July 14, 2006
CBOT Soy Outlook on Friday: Down 2-4 cents; in step with overnight theme
Soybean futures at the Chicago Board of Trade are expected to start Friday's session easier, following the overnight theme as the market continues retreat from recent gains.
Soybeans are called to open 2 to 4 cents lower.
In e-CBOT trade, November soybeans slid 3 1/4 cents at US$6.18 3/4 per bushel.
Early market indicators are pointing lower, with overnight rains in parts of the western Midwest taking some edge off prices, but with intense heat seen for the crop belt into early next week, it may be tough to hold the declines over the course of the day, said a CBOT commission house broker.
Nevertheless, soybeans will continue to be a follower, watching activity in the neighboring corn and wheat markets as near-term weather conditions are less threatening to soybeans than corn and wheat at this point, traders add. Traders are expected to keep a close eye on weather forecasts however, with strength in outside inflationary markets supportive to prices.
Market technicians said soybean futures are regaining some downside technical momentum, even though no serious chart damage occurred Thursday. This week's high of US$6.39 1/2 - basis November futures - is very strong overhead resistance for the market to overcome. Futures will have to push prices above that level to gain any fresh upside technical momentum. The next downside price objective for the November contract is filling an upside price gap on the daily bar chart - meaning pushing prices below US$6.12 1/2.
First resistance for November soybeans is seen at US$6.29 - Thursday's high - and then at US$6.36. First support is seen at US$6.21 - Thursday's low - and then at US$6.17.

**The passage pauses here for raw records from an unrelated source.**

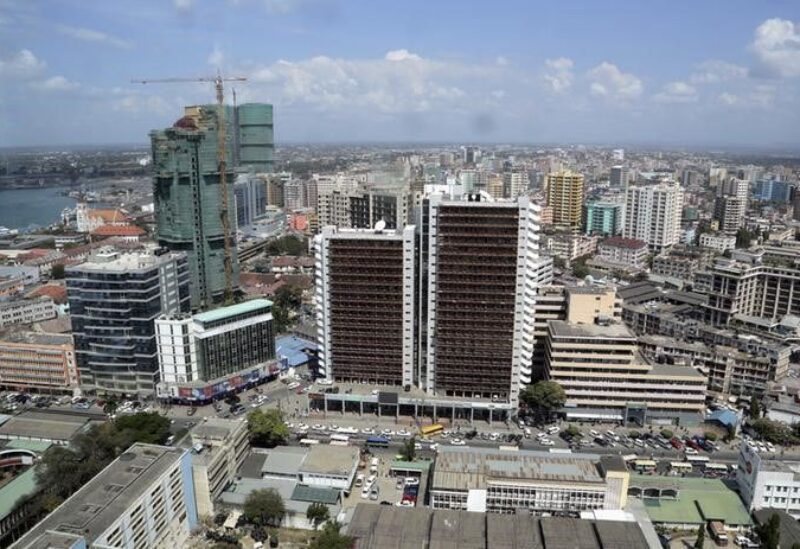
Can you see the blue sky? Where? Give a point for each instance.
(684, 72)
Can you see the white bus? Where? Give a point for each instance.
(308, 442)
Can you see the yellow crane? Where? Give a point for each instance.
(221, 154)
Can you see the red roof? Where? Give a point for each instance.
(118, 230)
(621, 242)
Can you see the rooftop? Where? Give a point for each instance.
(99, 503)
(233, 310)
(388, 527)
(561, 328)
(474, 468)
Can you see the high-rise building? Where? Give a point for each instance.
(114, 299)
(250, 194)
(619, 177)
(481, 284)
(204, 355)
(604, 218)
(189, 205)
(731, 205)
(365, 279)
(653, 214)
(565, 195)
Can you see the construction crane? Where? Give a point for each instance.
(221, 161)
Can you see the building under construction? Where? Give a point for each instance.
(187, 194)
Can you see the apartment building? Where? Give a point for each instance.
(26, 311)
(114, 299)
(565, 194)
(481, 284)
(768, 483)
(653, 214)
(37, 361)
(204, 355)
(493, 481)
(749, 288)
(144, 498)
(625, 252)
(717, 242)
(220, 446)
(604, 376)
(365, 280)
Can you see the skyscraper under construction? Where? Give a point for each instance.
(186, 188)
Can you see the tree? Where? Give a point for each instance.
(149, 427)
(769, 532)
(264, 507)
(267, 428)
(543, 397)
(409, 450)
(58, 271)
(701, 537)
(331, 538)
(755, 407)
(317, 513)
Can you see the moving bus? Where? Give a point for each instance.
(340, 438)
(378, 442)
(431, 430)
(681, 466)
(308, 442)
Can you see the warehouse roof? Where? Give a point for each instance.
(473, 468)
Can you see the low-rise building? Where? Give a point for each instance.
(496, 481)
(718, 242)
(626, 252)
(26, 311)
(605, 377)
(219, 449)
(144, 498)
(37, 361)
(768, 483)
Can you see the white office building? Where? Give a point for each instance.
(653, 214)
(768, 483)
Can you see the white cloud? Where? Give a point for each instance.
(56, 84)
(22, 64)
(216, 57)
(777, 47)
(402, 55)
(558, 74)
(183, 5)
(676, 92)
(399, 82)
(94, 36)
(714, 71)
(611, 83)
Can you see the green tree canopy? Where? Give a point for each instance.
(331, 538)
(317, 513)
(267, 428)
(264, 507)
(543, 397)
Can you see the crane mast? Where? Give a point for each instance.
(218, 81)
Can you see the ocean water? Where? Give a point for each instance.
(28, 208)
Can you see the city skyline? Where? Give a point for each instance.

The DTN Meteorlogix Weather Service forecast said morning weather models are in fair to good agreement through day 6 (Wednesday), poor agreement during days 7-10 (Thursday-Sunday). Friday's European model wants to maintain a strong ridge over the middle Mississippi and lower Ohio river valleys with the jet stream dipping southward only into the Great Lakes. Friday's U.S. model maintains the ridge over the Midwest through Wednesday but then deepens a trough over the Midwest next Thursday and Friday and maintains this trough into the weekend. The U.S. model also features a good deal of thunderstorm activity over Iowa, Missouri, Illinois and Indiana late next week or during next weekend, Meteorlogix said.

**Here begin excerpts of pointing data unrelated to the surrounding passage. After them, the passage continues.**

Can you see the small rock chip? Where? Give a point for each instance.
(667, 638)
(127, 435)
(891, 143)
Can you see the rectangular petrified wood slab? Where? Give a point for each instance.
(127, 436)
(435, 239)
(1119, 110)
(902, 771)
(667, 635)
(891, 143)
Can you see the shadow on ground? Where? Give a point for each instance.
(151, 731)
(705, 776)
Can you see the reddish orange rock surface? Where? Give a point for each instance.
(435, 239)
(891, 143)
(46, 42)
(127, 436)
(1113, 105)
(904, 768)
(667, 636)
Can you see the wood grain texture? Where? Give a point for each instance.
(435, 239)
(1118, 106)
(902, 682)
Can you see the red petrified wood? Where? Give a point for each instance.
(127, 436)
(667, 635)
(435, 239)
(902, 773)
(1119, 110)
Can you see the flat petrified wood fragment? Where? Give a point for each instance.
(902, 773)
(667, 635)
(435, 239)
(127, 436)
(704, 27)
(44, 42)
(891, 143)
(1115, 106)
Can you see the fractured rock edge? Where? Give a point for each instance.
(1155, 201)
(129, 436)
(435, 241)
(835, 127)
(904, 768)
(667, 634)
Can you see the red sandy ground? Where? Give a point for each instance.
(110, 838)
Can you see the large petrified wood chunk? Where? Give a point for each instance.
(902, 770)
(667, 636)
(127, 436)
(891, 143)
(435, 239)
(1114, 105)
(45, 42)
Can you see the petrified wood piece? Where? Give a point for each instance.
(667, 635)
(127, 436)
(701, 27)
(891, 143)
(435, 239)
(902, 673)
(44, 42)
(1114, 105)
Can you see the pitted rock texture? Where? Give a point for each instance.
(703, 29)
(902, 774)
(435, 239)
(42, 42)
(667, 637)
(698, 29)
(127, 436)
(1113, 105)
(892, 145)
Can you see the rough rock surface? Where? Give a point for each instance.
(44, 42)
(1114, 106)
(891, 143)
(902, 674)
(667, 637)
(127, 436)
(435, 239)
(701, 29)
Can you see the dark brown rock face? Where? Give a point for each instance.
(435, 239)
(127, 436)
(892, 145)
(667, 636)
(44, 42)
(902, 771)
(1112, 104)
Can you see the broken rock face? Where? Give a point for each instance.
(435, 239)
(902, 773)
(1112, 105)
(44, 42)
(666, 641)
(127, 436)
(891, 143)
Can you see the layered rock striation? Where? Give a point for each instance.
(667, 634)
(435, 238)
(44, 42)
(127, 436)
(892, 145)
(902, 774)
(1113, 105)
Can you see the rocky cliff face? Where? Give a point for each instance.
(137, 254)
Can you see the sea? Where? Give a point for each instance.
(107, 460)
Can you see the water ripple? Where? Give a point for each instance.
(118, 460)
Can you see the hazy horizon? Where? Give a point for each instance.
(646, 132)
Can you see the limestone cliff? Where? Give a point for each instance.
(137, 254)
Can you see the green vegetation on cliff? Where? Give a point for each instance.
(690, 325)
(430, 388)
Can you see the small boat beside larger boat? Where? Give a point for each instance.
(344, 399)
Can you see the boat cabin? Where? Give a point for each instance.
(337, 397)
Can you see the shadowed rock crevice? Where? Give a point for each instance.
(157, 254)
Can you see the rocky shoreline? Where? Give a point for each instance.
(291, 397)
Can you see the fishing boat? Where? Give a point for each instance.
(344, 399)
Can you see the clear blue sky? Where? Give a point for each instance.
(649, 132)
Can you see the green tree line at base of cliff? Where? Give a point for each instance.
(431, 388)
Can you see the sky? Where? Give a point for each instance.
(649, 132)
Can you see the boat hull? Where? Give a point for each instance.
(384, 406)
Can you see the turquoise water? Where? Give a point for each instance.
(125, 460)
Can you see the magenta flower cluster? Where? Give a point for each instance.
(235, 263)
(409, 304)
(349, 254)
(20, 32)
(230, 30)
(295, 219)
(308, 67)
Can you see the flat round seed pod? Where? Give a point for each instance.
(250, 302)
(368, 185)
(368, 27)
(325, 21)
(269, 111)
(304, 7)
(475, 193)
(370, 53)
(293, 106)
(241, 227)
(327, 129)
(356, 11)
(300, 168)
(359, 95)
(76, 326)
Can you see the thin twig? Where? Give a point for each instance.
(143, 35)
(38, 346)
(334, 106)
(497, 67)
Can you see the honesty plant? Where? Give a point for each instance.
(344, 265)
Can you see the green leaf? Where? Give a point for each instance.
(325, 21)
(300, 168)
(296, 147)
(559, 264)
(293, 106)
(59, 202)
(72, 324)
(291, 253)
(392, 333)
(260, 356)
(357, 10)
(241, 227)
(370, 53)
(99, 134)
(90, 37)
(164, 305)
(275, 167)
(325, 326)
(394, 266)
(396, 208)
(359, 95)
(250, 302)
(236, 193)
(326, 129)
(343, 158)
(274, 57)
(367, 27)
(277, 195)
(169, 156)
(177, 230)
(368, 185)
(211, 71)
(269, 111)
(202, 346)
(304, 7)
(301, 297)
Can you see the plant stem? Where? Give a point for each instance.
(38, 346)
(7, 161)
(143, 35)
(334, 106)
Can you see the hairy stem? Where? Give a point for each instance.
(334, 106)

Meanwhile, hot, dry weather is expected to stress reproductive soybeans during at least the next six days and possibly longer in the western Midwest. The eastern belt will encounter hot, dry weather that will begin to deplete the available soil moisture and increase stress to reproductive corn and soybeans during this weekend and through at least the middle of next week, Meteorlogix adds.
U.S. Midwest cash soybean basis bids are mostly unchanged Friday, cash dealers said. Spot cash soybean bids were up 3 cents in Central, Ill., and up 5 cents in St. Louis, according to cash sources Friday.
The National Oilseed Processors Association said its members crushed 131.326 million bushels of soybeans in June. The average of analysts' estimates pegged the crush at 128.5 million bushels from a range of estimates that span between 126.0 million and 131.0 million bushels. Soyoil stocks were reported at 2.542 billion pounds compared to the average guess of 2.456 billion from a range of estimates between 2.408 billion to 2.503 billion. The yield on soyoil was 11.75 pounds per bushel. Analysts anticipated the yield to fall between 11.75 and 11.77 pounds per bushel.
In deliveries, a total of 693 delivery notices were redelivered against the July soybean future. The house account at Term Commodities topped 255 lots. The last trade date assigned was July 13. A total of 11 delivery notices were posted against July soyoil. The last trade date assigned was July 6.
Friday is the last trading day for July soycomplex futures.
Rotterdam soybeans were lower and soymeal prices were mostly lower. European vegoils were mixed.
In overseas markets, soybean futures traded on China's Dalian Commodity Exchange settled mostly lower Friday in step with Thursday's losses in U.S. soybean futures, said an analyst. The benchmark September contract fell RMB26 to settle at RMB2,486 a metric tonne, after trading between RMB2,477 and RMB2,494/tonne.
Crude palm oil futures on the Bursa Malaysia Derivatives ended higher Friday, boosted by a rally in crude oil prices. The benchmark September CPO contract ended at MYR1,498/tonne, up MYR7 from Thursday.